Hancock first attempted to capture the striking behavior of the larvae on 16-millimeter film by jerry-rigging a setup with a microscope and camera back in the 1990s—a process he said resulted in a lot of wasted film, given the blistering speed of the strikes. Now as a college professor, he was able to exploit all the advances in video and microscope technology that have been made since his undergraduate years to learn more about the biomechanics involved.

When a rare species is a product.

Alive or dead, rare or mundane, bugs are weirdly easy to find for sale online. However, in some cases, the insects or spiders sold through the various e-commerce sites, both niche and large-scale, may be of dubious provenance. Some may be bred and reared in sustainable programs.

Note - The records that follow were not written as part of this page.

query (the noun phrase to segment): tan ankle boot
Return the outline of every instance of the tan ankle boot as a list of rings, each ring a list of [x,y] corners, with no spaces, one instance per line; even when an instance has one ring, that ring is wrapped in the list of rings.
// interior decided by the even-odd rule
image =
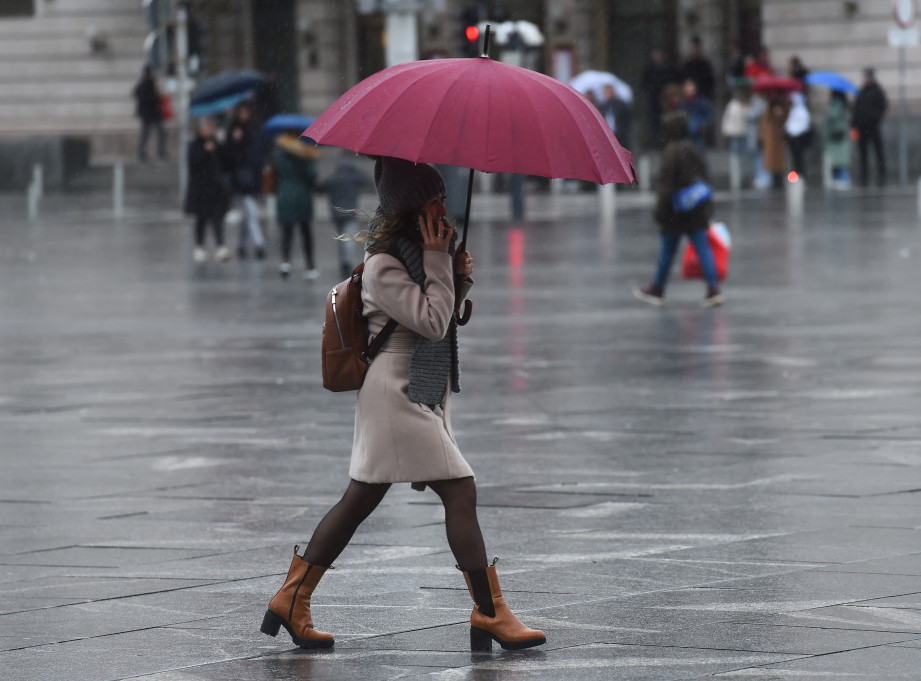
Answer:
[[[496,574],[496,558],[485,570],[477,570],[476,573],[486,573],[489,580],[489,591],[492,595],[492,606],[495,610],[495,616],[490,617],[480,612],[480,606],[474,605],[473,612],[470,615],[470,649],[471,650],[492,650],[492,642],[495,641],[506,649],[516,650],[519,648],[530,648],[539,646],[547,642],[544,632],[537,629],[529,629],[515,617],[505,599],[502,597],[502,589],[499,588],[499,577]],[[464,579],[467,580],[467,588],[470,590],[470,597],[473,602],[477,603],[474,582],[481,578],[476,573],[465,572]],[[473,578],[471,578],[473,575]]]
[[[330,648],[335,642],[333,635],[314,629],[310,617],[310,596],[326,568],[311,565],[297,555],[297,550],[295,546],[288,576],[265,611],[261,631],[276,636],[278,629],[284,627],[301,648]]]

Others might be taken from wild populations that are at risk, according to new research out of Cornell University that was published last week.

“It’s not always clear… if they’re sustainable or not,” John Losey, a Cornell entomology professor and one of the paper’s authors, told Ars. “There are sites out there that are definitely not providing documentation that what they’re selling is being done sustainably.”

According to Losey, some websites will provide no documentation or proof showing that a rare pinned butterfly specimen or pet tarantula was collected in a way that doesn't pose a risk for wild populations. Some of them could very well have been reared in a sustainable program, Losey said—there's just no way to tell.